Abstract:
Lip-reading recognition focuses on recognizing words spoken by a talking
face by only utilizing a video without audio. Lip-reading recognition can help
people with difficulties such as communication difficulties caused by
removing the larynx in the total laryngectomy. It is hard to recognize the lip
reads manually from humans. Therefore, it is necessary to build lip-reading
recognition models with good accuracy and efficiency that results in the
development of good practical applications. Lip-reading recognition involves
preprocessing steps such as face recognition, facial landmark detection and
image preprocessing, followed by mouth Region of Interest (ROI) extraction.

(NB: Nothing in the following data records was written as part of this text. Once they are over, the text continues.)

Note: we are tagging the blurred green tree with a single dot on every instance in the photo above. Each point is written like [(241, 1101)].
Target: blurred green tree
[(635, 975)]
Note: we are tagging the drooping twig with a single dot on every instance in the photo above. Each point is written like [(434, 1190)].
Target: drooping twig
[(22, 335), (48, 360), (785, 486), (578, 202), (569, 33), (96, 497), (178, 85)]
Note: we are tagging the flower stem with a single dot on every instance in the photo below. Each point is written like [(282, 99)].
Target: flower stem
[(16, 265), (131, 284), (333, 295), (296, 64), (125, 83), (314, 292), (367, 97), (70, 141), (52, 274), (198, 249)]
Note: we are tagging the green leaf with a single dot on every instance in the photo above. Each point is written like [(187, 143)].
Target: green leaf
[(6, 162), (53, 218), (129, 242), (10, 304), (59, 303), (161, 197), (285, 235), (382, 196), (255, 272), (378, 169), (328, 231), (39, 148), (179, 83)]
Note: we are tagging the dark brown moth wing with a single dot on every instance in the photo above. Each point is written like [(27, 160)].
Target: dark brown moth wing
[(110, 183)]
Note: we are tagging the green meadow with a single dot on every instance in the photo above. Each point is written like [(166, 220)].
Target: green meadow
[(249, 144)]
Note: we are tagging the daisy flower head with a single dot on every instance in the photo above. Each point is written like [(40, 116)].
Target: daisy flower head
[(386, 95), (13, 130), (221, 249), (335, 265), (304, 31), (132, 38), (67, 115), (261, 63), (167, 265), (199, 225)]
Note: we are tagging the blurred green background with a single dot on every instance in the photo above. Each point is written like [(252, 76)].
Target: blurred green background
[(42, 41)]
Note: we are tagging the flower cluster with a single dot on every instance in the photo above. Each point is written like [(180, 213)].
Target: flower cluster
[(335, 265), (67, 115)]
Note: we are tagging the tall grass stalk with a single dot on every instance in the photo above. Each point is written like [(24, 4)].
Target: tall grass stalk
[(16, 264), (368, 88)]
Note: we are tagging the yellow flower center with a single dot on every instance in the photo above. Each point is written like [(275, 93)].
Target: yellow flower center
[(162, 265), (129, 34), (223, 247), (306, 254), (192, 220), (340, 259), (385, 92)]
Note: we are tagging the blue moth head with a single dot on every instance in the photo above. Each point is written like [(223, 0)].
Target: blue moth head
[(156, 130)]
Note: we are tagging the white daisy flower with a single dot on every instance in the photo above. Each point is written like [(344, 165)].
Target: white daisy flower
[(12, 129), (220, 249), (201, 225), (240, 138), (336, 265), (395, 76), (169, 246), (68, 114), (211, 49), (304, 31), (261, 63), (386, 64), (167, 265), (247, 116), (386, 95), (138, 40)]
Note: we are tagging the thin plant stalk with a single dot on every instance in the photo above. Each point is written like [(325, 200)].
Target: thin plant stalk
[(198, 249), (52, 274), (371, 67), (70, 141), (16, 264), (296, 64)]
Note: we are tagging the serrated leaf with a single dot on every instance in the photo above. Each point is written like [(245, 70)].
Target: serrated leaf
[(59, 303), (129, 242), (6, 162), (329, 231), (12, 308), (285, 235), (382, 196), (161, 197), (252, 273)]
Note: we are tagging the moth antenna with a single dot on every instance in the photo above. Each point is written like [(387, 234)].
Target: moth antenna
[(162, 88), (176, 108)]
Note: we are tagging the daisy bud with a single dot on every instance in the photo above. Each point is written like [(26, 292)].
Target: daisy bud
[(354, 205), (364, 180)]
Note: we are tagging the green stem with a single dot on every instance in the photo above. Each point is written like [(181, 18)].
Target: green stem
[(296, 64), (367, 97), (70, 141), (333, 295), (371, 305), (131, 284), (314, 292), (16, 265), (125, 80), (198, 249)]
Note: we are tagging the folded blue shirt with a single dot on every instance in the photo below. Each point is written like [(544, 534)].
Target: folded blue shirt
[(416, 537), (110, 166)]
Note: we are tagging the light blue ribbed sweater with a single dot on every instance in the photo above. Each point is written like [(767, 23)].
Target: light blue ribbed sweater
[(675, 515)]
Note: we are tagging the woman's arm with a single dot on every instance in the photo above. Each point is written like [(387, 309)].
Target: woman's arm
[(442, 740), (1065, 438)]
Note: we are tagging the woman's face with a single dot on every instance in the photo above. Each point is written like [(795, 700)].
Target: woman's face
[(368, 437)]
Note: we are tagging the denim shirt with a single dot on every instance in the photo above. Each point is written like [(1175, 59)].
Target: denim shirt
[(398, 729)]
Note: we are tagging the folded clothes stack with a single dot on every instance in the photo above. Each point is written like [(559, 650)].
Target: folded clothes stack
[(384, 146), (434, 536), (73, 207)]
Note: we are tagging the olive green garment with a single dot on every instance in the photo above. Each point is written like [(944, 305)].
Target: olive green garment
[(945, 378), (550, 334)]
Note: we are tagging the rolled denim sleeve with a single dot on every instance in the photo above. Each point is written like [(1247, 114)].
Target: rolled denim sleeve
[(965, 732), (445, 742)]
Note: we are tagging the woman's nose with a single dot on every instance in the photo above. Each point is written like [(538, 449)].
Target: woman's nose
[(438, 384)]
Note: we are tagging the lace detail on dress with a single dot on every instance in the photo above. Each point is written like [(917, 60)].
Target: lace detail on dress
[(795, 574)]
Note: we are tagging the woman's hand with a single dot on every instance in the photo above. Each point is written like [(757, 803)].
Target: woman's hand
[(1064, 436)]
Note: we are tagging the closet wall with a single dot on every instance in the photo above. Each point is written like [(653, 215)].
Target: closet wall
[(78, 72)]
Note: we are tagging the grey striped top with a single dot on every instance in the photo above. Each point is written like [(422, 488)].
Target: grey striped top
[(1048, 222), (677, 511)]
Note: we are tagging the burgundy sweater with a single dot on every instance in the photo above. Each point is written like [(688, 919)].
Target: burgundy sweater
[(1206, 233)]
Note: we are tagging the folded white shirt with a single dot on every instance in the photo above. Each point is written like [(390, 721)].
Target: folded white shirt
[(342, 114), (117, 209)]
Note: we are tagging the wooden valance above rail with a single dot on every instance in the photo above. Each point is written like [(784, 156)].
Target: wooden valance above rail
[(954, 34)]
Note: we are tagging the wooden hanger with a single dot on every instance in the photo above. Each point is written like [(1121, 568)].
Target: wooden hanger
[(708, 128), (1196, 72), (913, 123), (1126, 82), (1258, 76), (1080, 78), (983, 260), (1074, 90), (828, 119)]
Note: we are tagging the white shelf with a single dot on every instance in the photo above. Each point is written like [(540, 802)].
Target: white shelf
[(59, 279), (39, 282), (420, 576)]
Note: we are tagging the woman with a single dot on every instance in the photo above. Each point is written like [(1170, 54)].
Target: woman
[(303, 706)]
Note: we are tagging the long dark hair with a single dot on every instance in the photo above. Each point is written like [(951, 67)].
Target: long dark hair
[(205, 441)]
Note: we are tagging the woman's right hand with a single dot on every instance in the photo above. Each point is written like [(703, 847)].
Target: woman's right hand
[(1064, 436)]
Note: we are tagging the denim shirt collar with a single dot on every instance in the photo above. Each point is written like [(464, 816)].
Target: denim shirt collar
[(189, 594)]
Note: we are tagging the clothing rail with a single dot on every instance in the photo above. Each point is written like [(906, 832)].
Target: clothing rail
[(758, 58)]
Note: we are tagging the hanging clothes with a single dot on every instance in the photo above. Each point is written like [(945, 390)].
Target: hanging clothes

Currently, these preprocessing techniques are much improved in efficiency
and accuracy. Therefore, most recent works are focused on improving the
performance by developing the optimal architecture. In this paper, we propose
new lip-reading recognition model using Temporal Convolutional Networks
(TCN) for classification and utilizing different EfficientNet architectures for
feature extraction. First, we developed our base model for lip-reading
recognition with EfficientNet-B0 and TCN. Secondly, we obtained the
performance of the developed lip-reading recognition models by replacing
EfficientNet-B0 with the scaled versions of the family of EfficientNets,
EfficientNet-B1 to B6. All the models were trained for 80 epochs and Adam
optimizer was used with a batch size of 32. We compared the performance of
models when using different variants of EfficientNets. The results
demonstrate that lip-reading recognition can be improved when TCN is
combined with EfficientNet-B1, B2 and B3 architectures where the
accuracies are 83.8%, 81.8%, and 84.32%, respectively.